También se beneficiaron otros templos de la política de Nectanebo que, sin embargo, hubo de soportar un intento de recuperación de Egipto por Artajerjes II, que fracasó en las puertas de Menfis por la indecisión del general Farnabazo. Unos cinco años antes de su muerte asoció al poder a su hijo Teos, que desde la corregencia reanudó los lazos de amistad con los griegos, deteriorados en el reinado de su padre. El Pseudo-Aristóteles nos informa que decidió emprender una campaña asiática, inducido por el capitán de mercenarios, el ateniense Cabrias, para cuya financiación aumentó los impuestos y requisó los bienes de los templos; así pudo acuñar moneda para pagar a los mercenarios, a los que se había unido el rey espartano Agesilao.

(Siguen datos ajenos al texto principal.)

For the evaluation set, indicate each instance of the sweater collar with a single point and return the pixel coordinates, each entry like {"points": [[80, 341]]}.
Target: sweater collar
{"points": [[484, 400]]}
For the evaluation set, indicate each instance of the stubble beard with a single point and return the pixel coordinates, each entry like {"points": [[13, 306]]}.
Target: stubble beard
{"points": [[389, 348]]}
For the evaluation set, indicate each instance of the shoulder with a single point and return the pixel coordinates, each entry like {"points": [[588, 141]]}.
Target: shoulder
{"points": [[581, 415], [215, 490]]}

El formidable ejército se abrió paso con éxito por Siria, pero las disensiones internas lo condujeron al fracaso. El faraón hubo de huir a Persia, mientras su sobrino, Nectanebo II, regresaba a Egipto apoyado por Agesilao, para convertirse en faraón. Encontró allí una inesperada resistencia que se vio obligado a reprimir violentamente. Establecido con firmeza en el poder, reorganizó el estado, pero no tuvo tiempo de atisbar los frutos de su trabajo, pues en 343 el rey Artajerjes III, al frente del mayor ejército de la época, ocupó el Delta. Nectanebo se retiró al sur, donde aún pudo gobernar algún tiempo; después el silencio se apodera del último representante de los faraones indígenas.

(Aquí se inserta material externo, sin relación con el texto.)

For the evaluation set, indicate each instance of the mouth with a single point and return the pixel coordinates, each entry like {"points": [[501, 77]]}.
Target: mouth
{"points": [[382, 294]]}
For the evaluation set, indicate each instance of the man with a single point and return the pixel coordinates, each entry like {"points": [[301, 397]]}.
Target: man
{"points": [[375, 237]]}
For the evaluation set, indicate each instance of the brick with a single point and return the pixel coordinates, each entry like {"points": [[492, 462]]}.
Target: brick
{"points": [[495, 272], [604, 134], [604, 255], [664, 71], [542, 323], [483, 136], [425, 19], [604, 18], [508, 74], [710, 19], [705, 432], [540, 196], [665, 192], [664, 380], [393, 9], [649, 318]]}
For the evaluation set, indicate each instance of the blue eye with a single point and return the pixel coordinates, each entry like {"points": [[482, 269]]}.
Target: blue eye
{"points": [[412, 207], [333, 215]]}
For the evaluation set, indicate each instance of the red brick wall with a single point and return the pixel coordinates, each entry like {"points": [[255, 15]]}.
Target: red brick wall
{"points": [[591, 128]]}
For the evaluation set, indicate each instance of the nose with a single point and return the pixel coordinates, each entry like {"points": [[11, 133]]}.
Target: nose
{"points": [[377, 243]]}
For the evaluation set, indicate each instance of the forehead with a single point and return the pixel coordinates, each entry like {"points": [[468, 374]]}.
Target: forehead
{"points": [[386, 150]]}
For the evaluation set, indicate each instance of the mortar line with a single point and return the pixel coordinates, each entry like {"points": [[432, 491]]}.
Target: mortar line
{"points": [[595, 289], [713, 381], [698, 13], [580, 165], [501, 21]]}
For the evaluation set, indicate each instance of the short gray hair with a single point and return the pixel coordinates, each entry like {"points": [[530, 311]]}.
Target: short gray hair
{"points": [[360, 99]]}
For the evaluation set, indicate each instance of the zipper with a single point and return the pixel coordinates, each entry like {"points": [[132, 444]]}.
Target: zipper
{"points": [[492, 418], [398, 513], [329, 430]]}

Egipto volvía a quedar integrado en el espacio territorial persa como satrapía. La Crónica Demótica es uno de los pocos testimonios que conservamos sobre la segunda dominación persa, y aunque esté al servicio de un sector social determinado, sirve como testimonio del rechazo que la hegemonía persa despertaba en Egipto. Nunca se desembarazará de esa situación de dependencia, pues la recepción en 333 de Alejandro como libertador será un sueño pasajero, iluminado por la devota visita del conquistador al santuario oracular de Amón en el oasis de Siwa, donde sería reconocido como hijo del dios y, en consecuencia, como legítimo faraón. Había sido un transitorio regreso de Horus en la larga noche del predominio de Seth. En realidad, los Lágidas restauran un poder centralizado con unas formas externas necesariamente tradicionales, que van enmascarando la profunda transformación padecida durante el periodo de dominio macedonio por la conflictiva integración de nuevos elementos de realidad en un contexto culturalmente ajeno. Sería, pues, una expresión más de la relación dialéctica entre la vivencia y su imagen; entre la historia y su recreación.